Distributed Robust Output Regulation of Heterogeneous Uncertain Linear Agents by Adaptive Internal Model Principle
This work addresses the output regulation problem for multi-agent systems with uncertain dynamics and time-varying topologies, providing a distributed solution that relaxes the need for all agents to access the exosystem.
The paper proposes a fully distributed controller for multi-agent output regulation, handling heterogeneous uncertain linear agents and time-varying directed networks, achieving perfect output regulation via an adaptive internal model principle. The approach generalizes the centralized internal model principle to distributed networks.

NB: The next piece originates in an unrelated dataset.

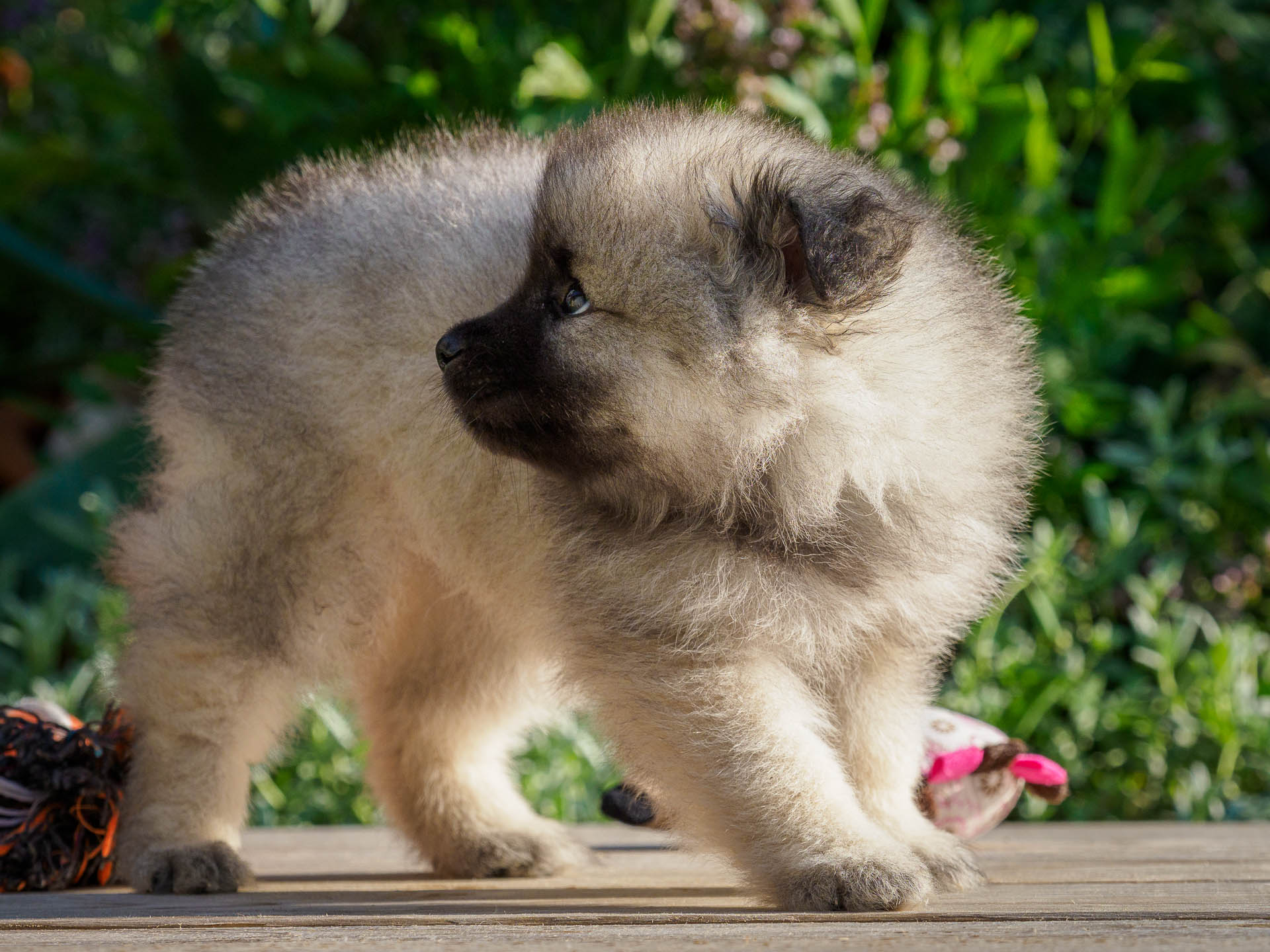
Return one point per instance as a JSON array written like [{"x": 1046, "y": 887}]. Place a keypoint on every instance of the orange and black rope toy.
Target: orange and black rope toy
[{"x": 62, "y": 785}]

We study a multi-agent output regulation problem, where not all agents have access to the exosystem's dynamics. We propose a fully distributed controller that solves the problem for linear, heterogeneous, and uncertain agent dynamics as well as time-varying directed networks. The distributed controller consists of two parts: (1) an exosystem generator that locally estimates the exosystem dynamics, and (2) a dynamic compensator that, by locally approaching the internal model of the exosystem, achieves perfect output regulation. Moreover, we extend this distributed controller to solve an output synchronization problem where not all agents initially have the same internal model dynamics. Our approach leverages methods from internal model based controller synthesis and multi-agent consensus over time-varying directed networks; the derived result is a generalization of the (centralized) internal model principle to the distributed, networked setting.